La France sanctionne 18 Saoudiens, soupçonnés du meurtre de Jamal Khashoggi

Deux jours après Berlin, Paris a finalement adopté des sanctions contre dix-huit ressortissants saoudiens soupçonnés d’être impliqués dans le meurtre du journaliste saoudien, Jamal Khashoggi, au consulat de son pays, le 2 octobre, à Istanbul. « Ces mesures, décidées par le ministère de l’intérieur, visent à interdire l’accès de ces individus au territoire national ainsi qu’à l’ensemble de l’espace Schengen », a précisé jeudi 22 novembre le Quai d’Orsay soulignant qu’elles ont été prises « en concertation avec les partenaires européens, notamment l’Allemagne ». Le 15 novembre, les Etats-Unis avaient, eux aussi, annoncé des sanctions financières ciblées contre dix-sept responsables saoudiens – incluant un gel de leurs avoirs sur le sol américain.

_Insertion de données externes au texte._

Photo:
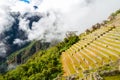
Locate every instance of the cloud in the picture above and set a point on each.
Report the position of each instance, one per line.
(51, 20)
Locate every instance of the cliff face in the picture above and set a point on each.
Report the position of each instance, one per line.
(22, 55)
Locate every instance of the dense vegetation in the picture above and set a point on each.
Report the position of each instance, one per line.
(44, 65)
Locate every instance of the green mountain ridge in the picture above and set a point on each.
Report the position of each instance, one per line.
(55, 62)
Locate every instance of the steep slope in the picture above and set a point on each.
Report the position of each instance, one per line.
(44, 65)
(99, 48)
(94, 55)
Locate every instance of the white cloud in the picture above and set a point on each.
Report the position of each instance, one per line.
(59, 16)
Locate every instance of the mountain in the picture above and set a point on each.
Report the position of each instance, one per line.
(93, 55)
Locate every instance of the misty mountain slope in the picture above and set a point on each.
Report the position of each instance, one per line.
(44, 65)
(92, 55)
(97, 55)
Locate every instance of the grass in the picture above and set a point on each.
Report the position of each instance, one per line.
(116, 77)
(95, 53)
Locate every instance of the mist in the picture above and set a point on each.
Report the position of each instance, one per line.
(21, 22)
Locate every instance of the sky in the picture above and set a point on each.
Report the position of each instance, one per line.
(58, 17)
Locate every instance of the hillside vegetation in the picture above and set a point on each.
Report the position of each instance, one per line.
(96, 53)
(44, 65)
(93, 55)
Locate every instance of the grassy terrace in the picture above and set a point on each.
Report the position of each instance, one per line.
(92, 51)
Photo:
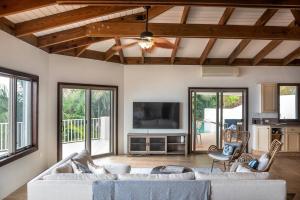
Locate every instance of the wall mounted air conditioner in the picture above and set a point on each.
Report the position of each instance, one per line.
(213, 71)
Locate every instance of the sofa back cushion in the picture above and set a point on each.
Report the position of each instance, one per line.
(84, 177)
(233, 175)
(158, 177)
(63, 168)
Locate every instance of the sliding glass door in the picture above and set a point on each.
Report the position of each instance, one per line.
(87, 119)
(212, 111)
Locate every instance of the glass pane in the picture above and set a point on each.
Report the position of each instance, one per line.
(101, 113)
(232, 114)
(73, 121)
(288, 102)
(23, 114)
(204, 120)
(4, 115)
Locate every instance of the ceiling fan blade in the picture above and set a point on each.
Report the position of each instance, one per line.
(163, 43)
(119, 47)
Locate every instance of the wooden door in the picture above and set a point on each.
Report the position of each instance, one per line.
(269, 97)
(292, 142)
(263, 138)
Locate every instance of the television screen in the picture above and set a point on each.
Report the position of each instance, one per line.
(156, 115)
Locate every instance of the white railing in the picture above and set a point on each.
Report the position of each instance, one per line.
(3, 136)
(73, 131)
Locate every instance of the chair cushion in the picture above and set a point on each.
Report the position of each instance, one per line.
(87, 177)
(263, 161)
(219, 156)
(158, 177)
(232, 175)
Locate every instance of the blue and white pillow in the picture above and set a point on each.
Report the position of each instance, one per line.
(228, 149)
(253, 164)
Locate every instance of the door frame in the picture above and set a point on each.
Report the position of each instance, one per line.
(217, 90)
(60, 86)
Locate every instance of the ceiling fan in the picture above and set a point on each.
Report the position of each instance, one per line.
(147, 41)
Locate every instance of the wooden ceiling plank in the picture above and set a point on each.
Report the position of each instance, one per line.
(110, 52)
(215, 3)
(184, 18)
(80, 50)
(226, 15)
(121, 53)
(65, 18)
(74, 44)
(195, 31)
(265, 17)
(9, 7)
(80, 32)
(268, 48)
(296, 14)
(291, 57)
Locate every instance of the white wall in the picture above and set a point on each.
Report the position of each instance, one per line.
(18, 55)
(78, 70)
(170, 83)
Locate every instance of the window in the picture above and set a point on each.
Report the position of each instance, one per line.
(288, 102)
(87, 119)
(18, 114)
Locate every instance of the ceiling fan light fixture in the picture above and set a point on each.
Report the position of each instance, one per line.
(146, 43)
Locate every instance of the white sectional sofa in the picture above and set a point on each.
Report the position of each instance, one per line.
(224, 186)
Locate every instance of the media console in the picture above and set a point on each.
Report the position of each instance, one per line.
(157, 143)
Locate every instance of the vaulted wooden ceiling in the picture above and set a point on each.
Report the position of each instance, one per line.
(206, 32)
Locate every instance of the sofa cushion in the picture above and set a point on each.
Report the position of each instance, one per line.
(95, 169)
(83, 157)
(64, 168)
(232, 175)
(86, 177)
(158, 177)
(79, 168)
(117, 168)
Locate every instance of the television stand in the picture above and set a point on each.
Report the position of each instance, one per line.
(157, 143)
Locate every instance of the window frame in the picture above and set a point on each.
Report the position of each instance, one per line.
(297, 120)
(34, 94)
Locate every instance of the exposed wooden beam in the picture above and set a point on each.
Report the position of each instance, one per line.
(74, 44)
(195, 31)
(219, 3)
(9, 7)
(291, 57)
(184, 18)
(296, 14)
(80, 32)
(266, 16)
(121, 53)
(65, 18)
(80, 50)
(226, 15)
(96, 55)
(109, 53)
(268, 48)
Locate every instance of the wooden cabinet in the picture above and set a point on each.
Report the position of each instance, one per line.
(292, 140)
(262, 138)
(268, 97)
(141, 143)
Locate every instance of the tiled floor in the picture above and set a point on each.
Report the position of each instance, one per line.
(286, 167)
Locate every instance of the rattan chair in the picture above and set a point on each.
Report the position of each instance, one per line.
(274, 149)
(218, 156)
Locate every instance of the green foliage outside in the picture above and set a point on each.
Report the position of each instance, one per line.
(288, 90)
(74, 108)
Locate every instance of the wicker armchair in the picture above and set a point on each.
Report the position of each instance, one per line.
(244, 159)
(217, 155)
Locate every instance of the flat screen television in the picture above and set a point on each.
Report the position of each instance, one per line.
(156, 115)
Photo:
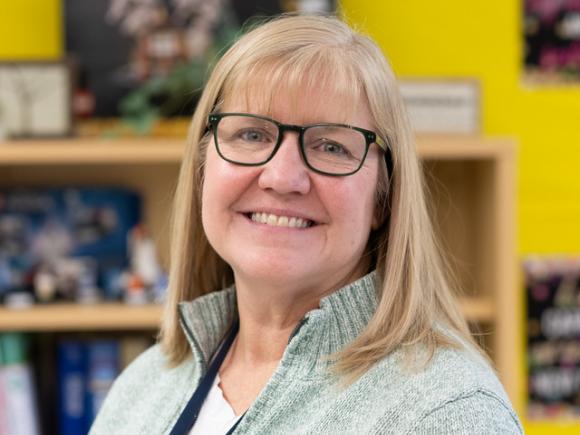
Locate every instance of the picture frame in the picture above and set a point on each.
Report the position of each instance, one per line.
(35, 99)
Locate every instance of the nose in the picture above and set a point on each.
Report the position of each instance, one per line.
(286, 172)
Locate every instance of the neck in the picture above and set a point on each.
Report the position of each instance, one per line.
(267, 323)
(269, 314)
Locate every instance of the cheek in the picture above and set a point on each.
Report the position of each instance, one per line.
(353, 208)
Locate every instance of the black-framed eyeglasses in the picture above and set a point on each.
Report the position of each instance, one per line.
(329, 149)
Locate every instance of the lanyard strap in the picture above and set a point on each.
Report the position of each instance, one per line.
(191, 412)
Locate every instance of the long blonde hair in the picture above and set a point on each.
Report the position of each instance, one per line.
(414, 293)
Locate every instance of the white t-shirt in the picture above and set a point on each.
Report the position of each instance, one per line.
(216, 416)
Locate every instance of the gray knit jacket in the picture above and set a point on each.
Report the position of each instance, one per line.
(457, 393)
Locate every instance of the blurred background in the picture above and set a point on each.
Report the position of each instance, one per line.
(94, 105)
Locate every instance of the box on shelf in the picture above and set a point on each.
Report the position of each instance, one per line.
(72, 244)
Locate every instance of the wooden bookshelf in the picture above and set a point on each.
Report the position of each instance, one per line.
(76, 317)
(472, 189)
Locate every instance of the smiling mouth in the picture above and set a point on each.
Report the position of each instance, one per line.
(280, 221)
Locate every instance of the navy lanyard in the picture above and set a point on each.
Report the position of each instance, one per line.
(189, 415)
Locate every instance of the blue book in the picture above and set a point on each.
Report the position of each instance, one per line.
(71, 388)
(103, 361)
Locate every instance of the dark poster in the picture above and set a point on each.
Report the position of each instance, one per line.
(552, 41)
(553, 341)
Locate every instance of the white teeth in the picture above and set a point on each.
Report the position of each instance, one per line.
(280, 221)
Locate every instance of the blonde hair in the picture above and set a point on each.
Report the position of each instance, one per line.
(415, 297)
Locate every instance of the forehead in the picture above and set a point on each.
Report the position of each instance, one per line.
(299, 97)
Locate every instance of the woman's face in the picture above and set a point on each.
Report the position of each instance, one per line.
(338, 211)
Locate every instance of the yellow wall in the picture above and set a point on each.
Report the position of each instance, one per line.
(481, 38)
(455, 38)
(30, 29)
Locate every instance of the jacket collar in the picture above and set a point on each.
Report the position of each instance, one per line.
(340, 318)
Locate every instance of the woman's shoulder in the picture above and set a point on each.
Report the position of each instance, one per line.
(456, 387)
(147, 387)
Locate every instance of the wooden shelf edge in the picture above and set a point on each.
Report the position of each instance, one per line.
(74, 317)
(92, 151)
(170, 150)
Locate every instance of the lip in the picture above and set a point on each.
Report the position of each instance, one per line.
(280, 212)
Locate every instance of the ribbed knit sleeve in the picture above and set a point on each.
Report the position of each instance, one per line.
(476, 414)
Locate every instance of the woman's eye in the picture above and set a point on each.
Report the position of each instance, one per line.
(253, 136)
(333, 148)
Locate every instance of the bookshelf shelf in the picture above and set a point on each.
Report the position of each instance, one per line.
(119, 317)
(75, 317)
(471, 183)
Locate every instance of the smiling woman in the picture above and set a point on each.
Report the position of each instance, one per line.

L’identité des personnes visées n’a pas été rendue publique. Il s’agirait des quinze membres du commando envoyé à Istanbul dont les noms ont été largement diffusés par la presse turque et de trois autres responsables saoudiens dont, selon des sources concordantes, le général Ahmed Al-Assiri, considéré comme le numéro deux des services de renseignement, ancien de Saint-Cyr et par là même interlocuteur privilégié des milieux de la défense français.

Les autorités françaises étaient jusque-là restées plutôt en retrait refusant, à la différence de l’Allemagne et de plusieurs autres capitales européennes, tout embargo sur les armes pour Riyad. « C’est de la pure démagogie de dire “il faut arrêter de vendre des armes”, ça n’a rien à voir avec l’affaire Khashoggi », avait expliqué le 26 octobre Emmanuel Macron, vivement critiqué pour avoir refusé de s’exprimer sur ce sujet sensible. Mais il évoquait déjà des sanctions ciblées sur les personnes impliquées.

Pression croissante

L’assassinat de M. Khashoggi a sérieusement terni l’image de réformateur du prince héritier saoudien et homme fort du royaume Mohammed Ben Salman (« MBS »). Selon la presse américaine, la CIA n’a plus de doute sur le fait que « MBS » est l’instigateur de l’assassinat, même si Donald Trump assure que l’agence américaine « n’a rien trouvé d’absolument certain », réitérant son soutien aux dirigeants saoudiens.

L’enquête menée par Riyad se concentre sur les seuls exécutants et le procureur général a, pour l’heure, inculpé onze personnes et requis la peine de mort contre cinq d’entre elles. D’où la pression croissante pour une enquête indépendante, sous l’égide de l’ONU, demandée notamment par plusieurs ONG dont Human Rights Watch, Amnesty International et Reporters sans frontières.

Pour les autorités saoudiennes, la question de l’implication du prince héritier constitue une « ligne rouge ». Le ministre des affaires étrangères, Adel Al-Jubeir, l’a réaffirmé dans une interview à la BBC. Pour restaurer son image, « MBS » entame, vendredi, aux Emirats arabes unis une tournée à l’étranger. A Riyad, le cabinet royal a annoncé qu’elle était effectuée sur « instruction » de son père, le roi Salman, sans préciser les pays visités.

Il devrait se rendre au G20 à Buenos Aires, où, selon le porte-parole de la présidence turque, il rencontrera Recep Tayyip Erdogan qui, s’il n’a jamais ouvertement mis en cause le prince héritier, affirme que l’ordre de l’assassinat, selon les indices recueillis par les services turcs, émanait des « plus hauts niveaux » du royaume.